First thing was to master the tram system,



which proved remarkably easy. A short walk through the train station—a notably clean and well organized affair. Looking at the destinations of the sleek machines in orderly line-up at the platforms, Ellie began to dream of trips to Paris, Venice, Rome… Emerging at the far side, we found the tram stop that we'd been told would take us out to the fabulous, 17th century Schloss Nymphenburg and its surrounding park. Take a look:



We found a long elegant approach to the sumptuous palace, along waterways graced with dozens of swans and well-stocked with fish.





Armed with tickets to both the palace and the park, we decided on the latter first, and took a long walk through the formal gardens to where they gave way to natural forests,



lakes and meadows, dotted here and there with little “burgs”—a “pagoda” designed in Chinese style; a hunting lodge complete with chapel, one of the first, apparently, to be designed specifically as a “ruin”; a summery bathhouse with a huge, sunken indoor swimming pool dating from the eighteenth century; a lovely single-story lodge with richly baroque décor;





and a carriage house with huge, elaborately gilded carriages and sleds for the aristocratic family who once owned and lived in this extraordinary estate. It was when we reached the carriage house with its extravagant display of ostentatious transportation--not to mention the porcelain collection, upstairs--that I began to wonder: who did these people think they were? I like to think I would have been among the revolutionaries!

Sated with glorious excess, we returned, via tram again, to the city center, where we walked from the Karolinenplatz with its dark obelisk to the Koenigsplatz,



a formal, neoclassical civic center whose vast open plazas and temple-like buildings evidently appealed to Hitler’s sense of pomp: it was here that the Nazi movement first took root and power. We passed an archeological site



where the basement of the “Brown House,” the Nazi party headquarters, was revealed, along with posters reminding the contemporary citizens of Munich that they still have some catching up to do with Berlin in un-burying the too easily forgotten past. Ellie and I recalled our visit to the Terror Museum there, in Berlin, where they had dug out the old Gestapo headquarters from the rubble of World War II to act as a museum and a memorial to those who were imprisoned and tortured there.
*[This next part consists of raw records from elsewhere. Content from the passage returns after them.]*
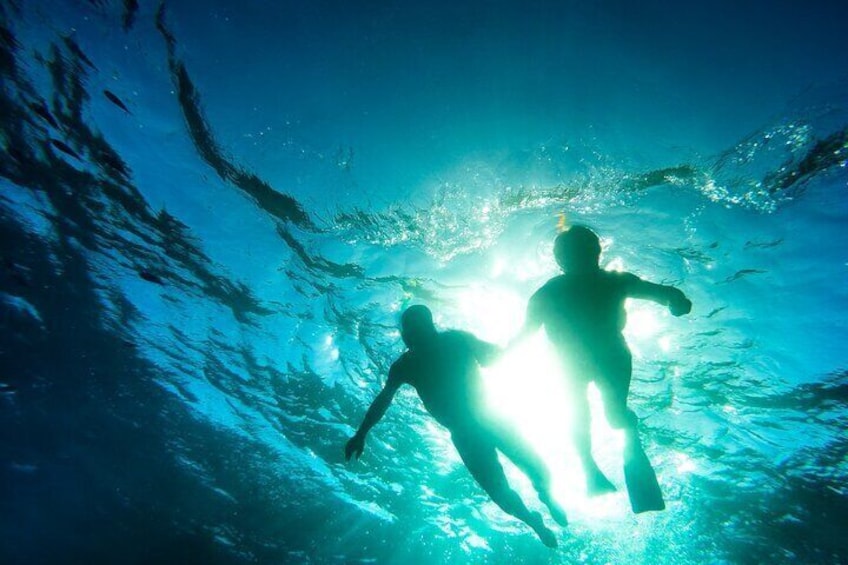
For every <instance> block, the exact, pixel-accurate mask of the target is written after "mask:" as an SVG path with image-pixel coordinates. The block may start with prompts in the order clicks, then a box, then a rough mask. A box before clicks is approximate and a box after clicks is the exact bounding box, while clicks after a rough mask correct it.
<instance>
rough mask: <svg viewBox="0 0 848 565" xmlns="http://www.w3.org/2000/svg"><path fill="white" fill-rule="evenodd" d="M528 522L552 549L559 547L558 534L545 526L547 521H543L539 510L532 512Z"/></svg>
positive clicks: (542, 538)
mask: <svg viewBox="0 0 848 565" xmlns="http://www.w3.org/2000/svg"><path fill="white" fill-rule="evenodd" d="M527 524H528V525H529V526H530V527H531V528H533V531H534V532H536V535H537V536H539V539H540V540H542V543H543V544H545V545H546V546H548V547H550V548H551V549H555V548H556V547H557V541H556V534H554V533H553V532H552V531H551V530H550V529H549V528H548V527H547V526H545V522H544V521H542V515H541V514H539V513H538V512H532V513H531V514H530V519H529V520H528V521H527Z"/></svg>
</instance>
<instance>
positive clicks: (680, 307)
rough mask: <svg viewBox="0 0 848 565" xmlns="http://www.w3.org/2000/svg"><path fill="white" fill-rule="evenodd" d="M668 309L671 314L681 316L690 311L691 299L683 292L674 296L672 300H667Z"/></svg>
mask: <svg viewBox="0 0 848 565" xmlns="http://www.w3.org/2000/svg"><path fill="white" fill-rule="evenodd" d="M668 310H669V312H671V314H672V315H673V316H682V315H684V314H688V313H689V312H691V311H692V301H691V300H689V299H688V298H686V297H685V296H684V295H683V293H680V296H676V297H675V298H674V300H672V301H671V302H669V304H668Z"/></svg>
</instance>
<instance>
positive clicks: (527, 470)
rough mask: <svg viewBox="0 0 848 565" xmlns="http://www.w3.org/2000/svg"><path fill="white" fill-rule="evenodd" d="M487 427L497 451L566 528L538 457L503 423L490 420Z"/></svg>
mask: <svg viewBox="0 0 848 565" xmlns="http://www.w3.org/2000/svg"><path fill="white" fill-rule="evenodd" d="M489 426H490V427H491V433H492V435H493V437H494V439H495V446H496V447H497V449H499V450H500V451H501V453H503V454H504V455H505V456H506V457H507V459H509V460H510V461H512V462H513V463H515V466H516V467H518V468H519V469H521V471H522V472H523V473H524V474H525V475H527V478H529V479H530V482H532V483H533V487H534V488H535V489H536V492H537V493H538V494H539V500H540V501H541V502H542V503H543V504H544V505H545V506H547V507H548V510H549V511H550V513H551V517H552V518H553V519H554V520H555V521H556V523H557V524H559V525H560V526H563V527H565V526H567V525H568V518H567V517H566V515H565V510H563V508H562V507H561V506H560V505H559V504H558V503H557V502H556V501H555V500H554V499H553V496H552V494H551V477H550V473H548V470H547V468H546V467H545V464H544V463H543V462H542V459H541V458H540V457H539V455H538V454H537V453H536V452H535V451H533V450H532V449H531V448H530V447H529V446H528V445H527V443H526V442H525V441H524V439H523V438H522V437H520V436H519V435H518V433H516V432H515V430H513V429H512V428H511V427H510V426H508V425H507V424H506V423H505V422H503V421H500V420H495V419H492V420H490V422H489Z"/></svg>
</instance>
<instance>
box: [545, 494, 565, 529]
mask: <svg viewBox="0 0 848 565" xmlns="http://www.w3.org/2000/svg"><path fill="white" fill-rule="evenodd" d="M539 500H541V501H542V504H544V505H545V506H547V507H548V511H549V512H550V513H551V518H553V519H554V522H556V523H557V524H559V525H560V526H561V527H563V528H566V527H568V516H566V515H565V510H564V509H563V507H562V506H560V505H559V503H558V502H557V501H555V500H554V499H553V497H551V496H550V495H549V494H540V495H539Z"/></svg>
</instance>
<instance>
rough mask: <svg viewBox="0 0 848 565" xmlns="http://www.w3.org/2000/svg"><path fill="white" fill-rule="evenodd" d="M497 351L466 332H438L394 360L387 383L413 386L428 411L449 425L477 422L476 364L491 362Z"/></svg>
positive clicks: (475, 337)
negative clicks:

Right on the corner of the Koenigsplatz, we came to the museum we had been looking for—the Lehnbachhaus, former residence of the artist Franz von Lehnbach, now the repository of a stunning collection of art from the Blaue Reiter group from the early twentieth century: Wassily Kandinsky, Franz Marc, Paul Klee, Jawlensky, and many others whose names are less well known. As always, I was humbled to find outstanding paintings by artists whose names I did not even know. The small museum—a comfortable size to visit in a couple of hours and come away enriched—was also astounding in the adventurousness of its installation design. (I liked particulary the neon work of a contemporary artist on the facade of the building:



the words in blue neon--if you enlarge the image by clicking on it--read "You can imagine the opposite.") The floor of the Jawlensky room, for example, was slathered in neon rainbow colors echoing the colors he favored in his work



which reached up the walls and playfully splashed over a mock painting, complete with mock descriptive label attached to the wall. Elsewhere, in other galleries, the walls were brilliant pink, blue, green, and even a camouflage pattern of black and white.
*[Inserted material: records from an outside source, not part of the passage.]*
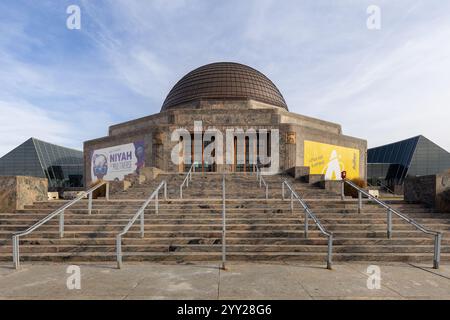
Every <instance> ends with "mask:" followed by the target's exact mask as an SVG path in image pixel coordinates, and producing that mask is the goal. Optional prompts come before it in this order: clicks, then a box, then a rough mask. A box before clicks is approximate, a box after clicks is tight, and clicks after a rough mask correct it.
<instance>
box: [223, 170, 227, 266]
mask: <svg viewBox="0 0 450 320" xmlns="http://www.w3.org/2000/svg"><path fill="white" fill-rule="evenodd" d="M225 201H226V196H225V175H223V178H222V270H225V263H226V260H227V251H226V230H227V229H226V221H225V219H226V211H225V208H226V205H225Z"/></svg>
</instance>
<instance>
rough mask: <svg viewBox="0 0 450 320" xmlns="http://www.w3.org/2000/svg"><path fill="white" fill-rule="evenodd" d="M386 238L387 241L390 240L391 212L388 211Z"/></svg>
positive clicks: (388, 209)
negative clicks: (387, 237)
mask: <svg viewBox="0 0 450 320" xmlns="http://www.w3.org/2000/svg"><path fill="white" fill-rule="evenodd" d="M387 236H388V239H391V237H392V210H391V209H388V214H387Z"/></svg>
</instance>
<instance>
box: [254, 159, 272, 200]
mask: <svg viewBox="0 0 450 320" xmlns="http://www.w3.org/2000/svg"><path fill="white" fill-rule="evenodd" d="M256 180H257V181H259V187H260V188H261V187H262V186H263V184H264V187H265V192H266V200H267V199H269V186H268V184H267V183H266V180H264V178H263V176H262V172H261V169H260V168H259V166H256Z"/></svg>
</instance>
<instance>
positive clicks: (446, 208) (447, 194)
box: [404, 172, 450, 213]
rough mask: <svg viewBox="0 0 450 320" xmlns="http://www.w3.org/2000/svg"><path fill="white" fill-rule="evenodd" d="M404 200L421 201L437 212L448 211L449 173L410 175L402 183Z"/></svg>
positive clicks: (449, 206) (409, 200)
mask: <svg viewBox="0 0 450 320" xmlns="http://www.w3.org/2000/svg"><path fill="white" fill-rule="evenodd" d="M404 196H405V201H408V202H411V203H417V202H420V203H423V204H425V205H427V206H429V207H431V208H435V209H436V211H437V212H442V213H450V173H448V172H447V173H442V174H438V175H429V176H421V177H410V178H408V179H406V180H405V183H404Z"/></svg>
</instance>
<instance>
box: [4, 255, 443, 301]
mask: <svg viewBox="0 0 450 320" xmlns="http://www.w3.org/2000/svg"><path fill="white" fill-rule="evenodd" d="M368 266H369V265H368V264H359V263H341V264H337V265H335V266H334V269H333V270H331V271H330V270H327V269H325V268H323V267H322V266H321V265H315V264H314V265H313V264H304V263H296V262H277V263H229V264H228V265H227V270H226V271H224V270H221V269H220V268H219V264H218V263H217V264H210V263H208V264H190V265H181V264H178V265H177V264H155V263H135V264H132V263H126V264H125V265H124V268H123V269H121V270H118V269H116V268H115V265H114V264H103V265H100V264H95V265H93V264H80V265H79V267H80V271H81V279H80V285H81V288H80V289H68V286H67V282H68V278H69V277H70V276H71V274H70V273H67V268H68V265H64V264H36V263H33V264H30V263H25V264H24V265H23V266H22V268H21V270H19V271H15V270H13V269H12V268H11V266H10V265H4V264H3V265H1V266H0V299H52V300H53V299H202V300H211V299H213V300H216V299H249V300H258V299H305V300H310V299H450V265H444V266H442V267H441V269H439V270H434V269H432V268H430V266H428V265H419V264H405V263H396V264H389V265H378V266H379V267H380V271H381V286H380V288H379V289H369V288H368V281H367V280H368V278H369V276H370V275H369V274H368V273H367V268H368ZM69 282H70V281H69Z"/></svg>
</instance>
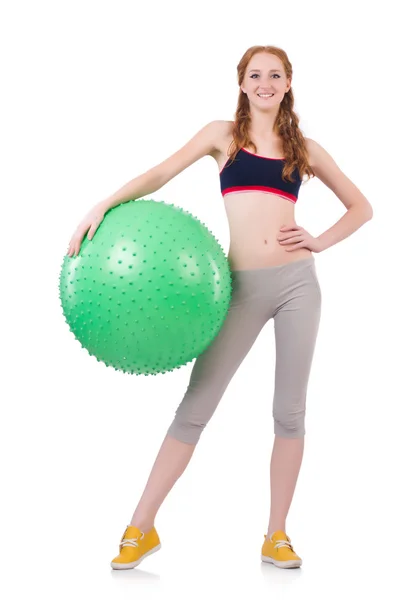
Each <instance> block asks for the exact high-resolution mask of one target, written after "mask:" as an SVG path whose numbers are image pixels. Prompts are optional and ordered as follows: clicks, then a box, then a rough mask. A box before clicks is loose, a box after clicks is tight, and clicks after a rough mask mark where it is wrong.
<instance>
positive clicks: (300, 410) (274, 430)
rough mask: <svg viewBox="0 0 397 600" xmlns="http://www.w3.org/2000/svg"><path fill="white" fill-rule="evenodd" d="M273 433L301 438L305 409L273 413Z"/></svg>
mask: <svg viewBox="0 0 397 600" xmlns="http://www.w3.org/2000/svg"><path fill="white" fill-rule="evenodd" d="M273 419H274V433H275V435H277V436H278V437H283V438H302V437H304V435H305V433H306V430H305V409H304V408H302V409H299V410H296V411H294V412H292V411H291V412H290V411H285V412H281V411H275V412H274V413H273Z"/></svg>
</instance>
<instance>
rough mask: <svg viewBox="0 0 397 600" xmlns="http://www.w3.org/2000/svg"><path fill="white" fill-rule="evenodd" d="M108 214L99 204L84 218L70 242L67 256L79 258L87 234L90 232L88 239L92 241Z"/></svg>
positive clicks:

Besides the Blaue Reiter collection, we found an interesting contemporary wing, with works by Warhol, Joseph Beuys, Gerhard Richter and other luminaries, along with some interesting work by newer artists like Erwin Wurm, whose playful constructions using common articles of clothing are always surprising and delightful. We were the last ones out of the museum at six, and spent a few more minutes



in the delightful, still sunlit garden that surrounds it. Then a long walk down broad, tree-lined avenues to the Alte Stadt, the old city—now much reconstructed,



following the destruction of World War II—and spent a couple of hours wandering the streets.



We sat down for dinner in a noisy Munich beer hall filled with raucous football fans—celebrating some event of which we seemed to be the only ones uninformed. Good, simple fare: tasty Wiener sausages accompanied by a sweet-and-sour cabbage salad and a German potato salad; and a quick stop for gelato on the way back to our hotel.